Di sisi lain, kejahatan seksual yang dilakukan pendidik, baik di lembaga pendidikan umum maupun agama, terjadi karena kurangnya internalisasi logika dan moralitas yang ada dalam proses pendidikan yang mereka jalankan.
"Pendidik adalah profesi yang penuh totalitas, tidak sekedar mengajarkan pengetahuan tetapi juga membangun karakter siswa. Jika kesadaran profesi pendidik ini tidak tumbuh, maka kompas moral mereka tak akan terbangun," katanya.
Kekerasan seksual terjadi bukan karena seks semata, tetapi penyalahgunaan kekuasaan atau otoritas dari relasi yang tidak setara, baik terkait status sosial, pekerjaan, gender, usia, pendidikan, atau status mereka dalam institusi pendidikan atau agama.
Sementara itu, Ketua Kelompok Studi Gender dan Kesehatan Fakultas Psikologi Universitas Surabaya yang juga Mitra Pendiri Savy Amira Women's Crisis Center Surabaya NK Endah Triwijati mengatakan kekerasan seksual terjadi bukan karena seks semata, tetapi penyalahgunaan kekuasaan atau otoritas dari relasi yang tidak setara, baik terkait status sosial, pekerjaan, gender, usia, pendidikan, atau status mereka dalam institusi pendidikan atau agama.
Repotnya, makin tinggi status seseorang, makin canggih atau lihai pula mereka dalam mengendalikan seseorang hingga pelecehan yang dilakukan pun makin tersamar.
"Pelecehan seksual tidak terkait dengan persoalan logika dan moral," katanya.
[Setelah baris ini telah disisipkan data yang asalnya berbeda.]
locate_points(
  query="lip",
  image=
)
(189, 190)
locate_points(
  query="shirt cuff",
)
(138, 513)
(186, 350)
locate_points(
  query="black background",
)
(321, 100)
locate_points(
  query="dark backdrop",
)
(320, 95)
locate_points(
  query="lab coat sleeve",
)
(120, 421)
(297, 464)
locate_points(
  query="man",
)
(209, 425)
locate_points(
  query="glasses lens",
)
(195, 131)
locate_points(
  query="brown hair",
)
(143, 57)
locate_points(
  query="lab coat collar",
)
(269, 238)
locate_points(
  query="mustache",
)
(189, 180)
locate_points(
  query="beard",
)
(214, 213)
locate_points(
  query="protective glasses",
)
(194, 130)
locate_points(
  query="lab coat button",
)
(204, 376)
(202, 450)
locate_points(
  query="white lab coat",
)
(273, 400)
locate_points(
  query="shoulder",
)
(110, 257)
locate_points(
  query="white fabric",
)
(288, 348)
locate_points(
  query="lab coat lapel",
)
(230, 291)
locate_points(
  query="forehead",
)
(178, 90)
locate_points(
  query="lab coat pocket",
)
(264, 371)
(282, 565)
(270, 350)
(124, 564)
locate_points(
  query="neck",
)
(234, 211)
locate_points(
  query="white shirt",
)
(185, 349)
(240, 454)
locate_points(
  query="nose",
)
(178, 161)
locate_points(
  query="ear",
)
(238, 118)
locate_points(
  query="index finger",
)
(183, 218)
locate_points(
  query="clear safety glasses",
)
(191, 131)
Selain penyalahgunaan kuasa, kekerasan seksual di lingkungan pendidikan dan keagamaan terjadi karena masih kuatnya budaya yang mengagungkan atau glorifikasi laki-laki hingga pelecehan seksual sering dianggap wajar. Pelaku seringkali tidak dipersalahkan, tapi justru korban yang dianggap menggoda atau memancing pelecehan.
Pengagungan laki-laki juga membuat banyak pelaku pelecehan tak malu menunjukkan tindak merendahkan yang dilakukannya. Bahkan, tindakan itu sering dianggap sebagai pembuktian kelelakian mereka serta besarnya kuasa yang dimiliki. Saat pelecehan itu menjadi persoalan, pelaku cenderung 'diselamatkan' tanpa hukuman yang memberi jera.
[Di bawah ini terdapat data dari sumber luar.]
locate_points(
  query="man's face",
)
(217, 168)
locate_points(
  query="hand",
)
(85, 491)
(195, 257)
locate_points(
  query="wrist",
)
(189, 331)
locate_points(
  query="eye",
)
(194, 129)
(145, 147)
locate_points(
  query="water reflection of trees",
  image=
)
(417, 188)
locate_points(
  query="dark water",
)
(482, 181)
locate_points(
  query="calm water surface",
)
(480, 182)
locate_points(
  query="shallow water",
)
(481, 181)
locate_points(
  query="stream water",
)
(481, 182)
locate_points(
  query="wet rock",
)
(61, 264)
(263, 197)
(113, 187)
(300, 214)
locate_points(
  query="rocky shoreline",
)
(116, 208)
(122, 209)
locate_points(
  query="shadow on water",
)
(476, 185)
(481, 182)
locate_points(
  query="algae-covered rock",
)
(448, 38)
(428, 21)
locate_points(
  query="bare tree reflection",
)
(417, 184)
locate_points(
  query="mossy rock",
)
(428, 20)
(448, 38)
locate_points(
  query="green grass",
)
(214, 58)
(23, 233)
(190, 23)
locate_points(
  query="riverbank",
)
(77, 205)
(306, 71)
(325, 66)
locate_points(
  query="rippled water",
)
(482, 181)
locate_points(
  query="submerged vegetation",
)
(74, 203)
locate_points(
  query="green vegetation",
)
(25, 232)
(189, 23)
"Seks adalah alat paling kuat yang sering digunakan laki-laki untuk membuktikan kehebatannya," katanya.
Kekerasan seksual terjadi karena kelindan antara persoalan pribadi dan lingkungan. Karena itu untuk mencegah terus berulangnya tindak perendahan martabat manusia ini, perbaikan dari dua sisi itu perlu dilakukan bersama.
Menurut Taufiq, seks adalah hal yang sakral karena mendukung penciptaan dan keberlanjutan regenerasi manusia. Namun, dorongan seks bisa menjadi kotor jika dorongan itu mengarah pada individu atau cara yang salah sesuai norma yang berlaku di masyarakat. Karena itu, dorongan seksual yang tidak tepat itu perlu dikendalikan.
Untuk itu, kendali diri perlu diajarkan di sekolah dalam dalam pendidikan moral atau agama maupun dalam pola asuh keluarga. Kebutuhan pendidikan keterampilan mengendalikan diri ini makin besar karena di era teknologi yang serba instan, cepat, dan mudah ini membuat pengendalian diri makin jadi persoalan rumit.
Lihatlah betapa banyak orangtua kesulitan mengendalikan permintaan anak yang impulsif, mulai dari menonton gawai hingga meminta barang-barang konsumtif. Bahkan dalam berbagai kasus, ketidakmampuan anak menunda kepuasan dan menghargai norma yang ada itu sering berakhir dengan tindak kekerasan pada orangtua. Jika sistem kendali diri itu tidak terbangun, saat dewasa, individu tersebut akan sulit mengontrol dorongan impulsif yang muncul, termasuk dorongan seksualnya.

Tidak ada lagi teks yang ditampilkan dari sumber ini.